Plaintiff also appears to blame jail officials for complications in his healing process. In his opposition brief, plaintiff claims that his leg swelled such that, “by late November early December the doctor determined it was infected.” [Dkt. No. 26] at 6. As a result, plaintiff claims, he nearly lost his leg. Id. Although this is a very serious allegation, this alleged event occurred almost two full months after he was released from Norfolk City Jail. Jail officials cannot be held responsible for events that occurred so long after his release, particularly when there is no evidence that plaintiff's injury showed signs of infection during his time at the jail.

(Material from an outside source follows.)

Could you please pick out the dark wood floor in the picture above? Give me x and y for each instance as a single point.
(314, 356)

In his complaint, plaintiff raises several additional arguments that appear to be loosely related to his primary claim. For instance, plaintiff complains that he was forced to sleep in a top bunk. [Dkt. No. 12]. However, the record at summary judgment shows that LPN Angela Lepak recommended a bottom bunk for him during his initial health screening. [Dkt. No. 23-1 at 41]. There is no evidence in the record other than plaintiff's unsupported allegation that the recommendation was not followed. Plaintiff also complains that, due to his wound dressings, he was unable to shower for an extended period of time. [Dkt. No. 12]. In his opposition brief, however, plaintiff concedes that he was unable to shower for only ten days, not the “month” he claims in the complaint. Compare [Dkt. No. 26] at 4 with [Dkt. No. 12]. The record also shows that plaintiff's inability to shower was due to his wound, not the malicious intent of any official at Norfolk City Jail; indeed, plaintiff was able to wash himself in a “bird bath” fashion during this time and was ultimately provided a shower-friendly bandage. [See Dkt. No. 23-1] at 55.
Assuming arguendo these allegations to be true, such conditions do not constitute punishment and therefore do not support any viable claim for relief. Howard v. Williams, No. 90-0125-AM, 1991 WL 199872, at *2 (E.D. Va. June 4, 1991), aff'd, 952 F.2d 395 (4th Cir. 1992) (stating that inmate's ability to shower twice in fifteen days “was merely a temporary restriction necessarily imposed to maintain order,” and while the conditions were undesirable, “the Eighth Amendment is not implicated in this case where there was a need for additional security measures and the period of inconvenience was short.”); Conaway v. Capasso, No. CV RDB-17-3534, 2018 WL 3092166, at *6 (D. Md. June 22, 2018) (“That he was denied showers during the 17 days prior to his transfer to another pretrial facility does not, under the facts presented here, amount to imposition of an unconstitutional condition of confinement.”); Thompson v. Clarke, No. 7:17cv00111, 2018 WL 4764294, at *10 (W.D. Va. Sept. 30, 2018) (finding that inmate's claim that he did not shower for four, twelve, and seven days in a consecutive period did not allege a Fourteenth Amendment due process claim, as it was occasional and not an atypical or significant hardship compared to normal prison conditions).
IV. Conclusion
For the reasons stated above, defendant's motion will be granted through an Order that will accompany this Memorandum Opinion.